The story opens in 1958, many years after the murder, at Nathan Leopold's fifth parole hearing. Leopold sits on a chair, while the omniscient parole board – pre-recorded voices that echo around the theatre – demand to know why Leopold and Loeb committed the crime. Leopold answers, of course, with a song, taking the action back to 1924 where the two men meet up after a prolonged absence.
It quickly becomes clear that the power dynamic between the two is heavily in Richard Loeb’s favour. He is deliberately cruel and dismissive of Leopold’s infatuation with him – "Everybody wants Richard," he sings – and transfers schools to force a separation between the two. Inspired by Nietzsche, he is convinced of his own superiority and that he need not be bound by society's ethics and morality.

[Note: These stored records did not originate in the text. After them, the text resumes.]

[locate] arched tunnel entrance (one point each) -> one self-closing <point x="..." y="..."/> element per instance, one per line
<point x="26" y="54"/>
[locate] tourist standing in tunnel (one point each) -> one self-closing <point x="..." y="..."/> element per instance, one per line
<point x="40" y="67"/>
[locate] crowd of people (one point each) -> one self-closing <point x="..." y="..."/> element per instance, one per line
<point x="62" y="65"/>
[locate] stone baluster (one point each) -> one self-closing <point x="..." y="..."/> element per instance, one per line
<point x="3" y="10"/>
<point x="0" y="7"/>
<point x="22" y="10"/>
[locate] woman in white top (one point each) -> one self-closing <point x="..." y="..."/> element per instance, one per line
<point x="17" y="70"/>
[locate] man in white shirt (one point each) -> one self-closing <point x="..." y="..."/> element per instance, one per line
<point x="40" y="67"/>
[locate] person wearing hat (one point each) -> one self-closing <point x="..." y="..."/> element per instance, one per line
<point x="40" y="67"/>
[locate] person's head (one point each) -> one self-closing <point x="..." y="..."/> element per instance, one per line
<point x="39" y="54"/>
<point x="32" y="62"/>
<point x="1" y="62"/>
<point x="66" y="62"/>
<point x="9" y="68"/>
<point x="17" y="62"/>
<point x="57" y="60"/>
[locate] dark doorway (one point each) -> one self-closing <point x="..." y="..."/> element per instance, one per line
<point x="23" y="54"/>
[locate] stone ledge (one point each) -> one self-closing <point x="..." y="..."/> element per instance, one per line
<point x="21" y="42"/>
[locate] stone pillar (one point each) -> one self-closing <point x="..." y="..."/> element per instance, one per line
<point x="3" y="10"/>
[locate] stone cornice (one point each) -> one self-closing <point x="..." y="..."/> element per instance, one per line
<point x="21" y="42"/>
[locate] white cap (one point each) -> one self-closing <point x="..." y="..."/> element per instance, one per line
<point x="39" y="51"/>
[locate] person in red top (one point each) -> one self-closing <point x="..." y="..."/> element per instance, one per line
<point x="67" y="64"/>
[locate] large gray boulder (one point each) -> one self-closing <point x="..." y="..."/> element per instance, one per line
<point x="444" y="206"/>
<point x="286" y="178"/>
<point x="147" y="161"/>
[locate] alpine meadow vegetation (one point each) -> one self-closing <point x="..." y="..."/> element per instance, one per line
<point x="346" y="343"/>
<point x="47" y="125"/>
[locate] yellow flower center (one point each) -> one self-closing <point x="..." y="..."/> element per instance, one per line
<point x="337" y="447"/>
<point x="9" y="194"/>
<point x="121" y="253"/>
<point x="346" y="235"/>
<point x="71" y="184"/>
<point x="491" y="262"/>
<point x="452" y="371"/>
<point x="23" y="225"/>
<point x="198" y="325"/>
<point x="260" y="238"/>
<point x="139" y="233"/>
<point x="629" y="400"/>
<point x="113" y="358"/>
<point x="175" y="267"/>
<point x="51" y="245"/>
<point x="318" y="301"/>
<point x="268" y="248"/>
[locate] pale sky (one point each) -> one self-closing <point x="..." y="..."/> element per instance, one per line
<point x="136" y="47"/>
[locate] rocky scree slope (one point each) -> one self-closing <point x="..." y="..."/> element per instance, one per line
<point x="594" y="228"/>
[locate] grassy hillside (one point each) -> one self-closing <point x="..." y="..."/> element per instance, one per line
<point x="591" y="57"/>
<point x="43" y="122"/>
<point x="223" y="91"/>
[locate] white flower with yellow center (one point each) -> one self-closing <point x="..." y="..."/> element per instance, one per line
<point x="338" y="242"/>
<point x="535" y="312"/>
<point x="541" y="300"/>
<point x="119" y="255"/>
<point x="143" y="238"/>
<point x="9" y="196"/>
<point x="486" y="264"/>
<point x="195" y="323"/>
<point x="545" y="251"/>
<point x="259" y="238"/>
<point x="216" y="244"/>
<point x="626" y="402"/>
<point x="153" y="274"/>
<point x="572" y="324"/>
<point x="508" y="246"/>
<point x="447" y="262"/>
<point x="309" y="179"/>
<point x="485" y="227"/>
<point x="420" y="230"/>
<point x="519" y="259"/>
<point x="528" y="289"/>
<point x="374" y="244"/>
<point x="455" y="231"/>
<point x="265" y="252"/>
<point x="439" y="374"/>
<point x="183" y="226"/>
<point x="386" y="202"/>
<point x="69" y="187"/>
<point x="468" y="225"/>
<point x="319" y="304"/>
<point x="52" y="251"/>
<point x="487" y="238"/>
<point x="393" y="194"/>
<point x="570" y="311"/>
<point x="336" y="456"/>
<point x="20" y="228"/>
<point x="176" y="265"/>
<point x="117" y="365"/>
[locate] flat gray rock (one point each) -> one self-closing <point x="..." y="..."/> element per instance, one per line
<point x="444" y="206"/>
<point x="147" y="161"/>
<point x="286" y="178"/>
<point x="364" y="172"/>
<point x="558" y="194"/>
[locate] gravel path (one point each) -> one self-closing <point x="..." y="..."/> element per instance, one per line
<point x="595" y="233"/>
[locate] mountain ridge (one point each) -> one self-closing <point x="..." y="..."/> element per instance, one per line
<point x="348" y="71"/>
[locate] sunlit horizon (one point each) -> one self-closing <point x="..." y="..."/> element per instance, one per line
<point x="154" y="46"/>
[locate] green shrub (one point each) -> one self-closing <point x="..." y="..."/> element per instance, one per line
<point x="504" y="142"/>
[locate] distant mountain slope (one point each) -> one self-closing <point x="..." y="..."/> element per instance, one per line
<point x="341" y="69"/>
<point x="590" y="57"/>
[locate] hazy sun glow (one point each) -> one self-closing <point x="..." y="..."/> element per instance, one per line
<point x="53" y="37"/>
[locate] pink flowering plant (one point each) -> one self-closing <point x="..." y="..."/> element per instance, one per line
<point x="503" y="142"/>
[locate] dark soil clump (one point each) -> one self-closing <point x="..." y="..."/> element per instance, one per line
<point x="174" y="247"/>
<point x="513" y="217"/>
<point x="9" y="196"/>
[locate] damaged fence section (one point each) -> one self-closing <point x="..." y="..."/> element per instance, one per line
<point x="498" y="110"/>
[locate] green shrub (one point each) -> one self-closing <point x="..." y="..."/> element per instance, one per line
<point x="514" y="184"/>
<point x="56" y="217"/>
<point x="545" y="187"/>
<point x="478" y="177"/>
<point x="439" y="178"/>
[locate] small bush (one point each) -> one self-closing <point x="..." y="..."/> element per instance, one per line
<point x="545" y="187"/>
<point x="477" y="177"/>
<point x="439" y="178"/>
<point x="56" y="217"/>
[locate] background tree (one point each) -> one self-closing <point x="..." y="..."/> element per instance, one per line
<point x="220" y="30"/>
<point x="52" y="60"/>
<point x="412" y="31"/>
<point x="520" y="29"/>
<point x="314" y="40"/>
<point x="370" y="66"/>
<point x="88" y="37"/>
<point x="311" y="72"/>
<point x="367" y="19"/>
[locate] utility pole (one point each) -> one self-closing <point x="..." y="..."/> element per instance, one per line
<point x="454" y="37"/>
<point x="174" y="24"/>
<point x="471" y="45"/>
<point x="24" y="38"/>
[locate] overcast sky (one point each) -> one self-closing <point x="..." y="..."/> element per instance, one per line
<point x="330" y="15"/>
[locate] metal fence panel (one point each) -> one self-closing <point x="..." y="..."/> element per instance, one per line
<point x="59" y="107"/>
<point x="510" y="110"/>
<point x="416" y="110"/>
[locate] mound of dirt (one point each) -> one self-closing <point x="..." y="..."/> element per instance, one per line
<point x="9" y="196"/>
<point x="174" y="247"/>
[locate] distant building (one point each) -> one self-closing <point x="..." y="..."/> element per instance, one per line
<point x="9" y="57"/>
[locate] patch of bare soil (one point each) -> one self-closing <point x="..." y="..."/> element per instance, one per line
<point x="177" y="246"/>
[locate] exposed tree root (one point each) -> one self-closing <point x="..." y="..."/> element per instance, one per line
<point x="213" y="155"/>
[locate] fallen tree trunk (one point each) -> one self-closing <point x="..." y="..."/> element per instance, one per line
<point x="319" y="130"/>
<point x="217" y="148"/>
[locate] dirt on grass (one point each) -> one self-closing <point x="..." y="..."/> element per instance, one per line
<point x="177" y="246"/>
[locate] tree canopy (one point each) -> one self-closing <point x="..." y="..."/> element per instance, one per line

But in reality, he needs Leopold to help him with his illegal thrill-seeking. The pivotal scene, when the two start a fire in an abandoned warehouse, is effectively captured with orange lights and a crackling backing track. It's here that the seeds are sown for their eventual downfall, as the two enter into a disturbing "written contract", where Leopold will assist Loeb in committing crimes and Loeb will satisfy Leopold’s sexual desires.
All of the music is provided by a live pianist, and this stripped-back simple style lends focus to Dolginoff's lyrics. The singing is well performed by both of the leads, Ellis Dackombe as Richard Loeb and Harry Downes as Nathan Leopold. Particular highlights include the aforementioned A Written Contract, and My Glasses / Just Lay Low, detailing their worries of being caught after committing the murder.
The set also fits the stripped-back aesthetic, framed as a simple room with the piano in a recess. With only a chair and a bed-frame to rely on, the mood is largely created by blue lighting and spots, combined with an efficient use of effects.
The relationship dynamic between Leopold and Loeb is fascinating, and is brilliantly realised in this atmospheric musical take on the "crime of the century". Highly recommended.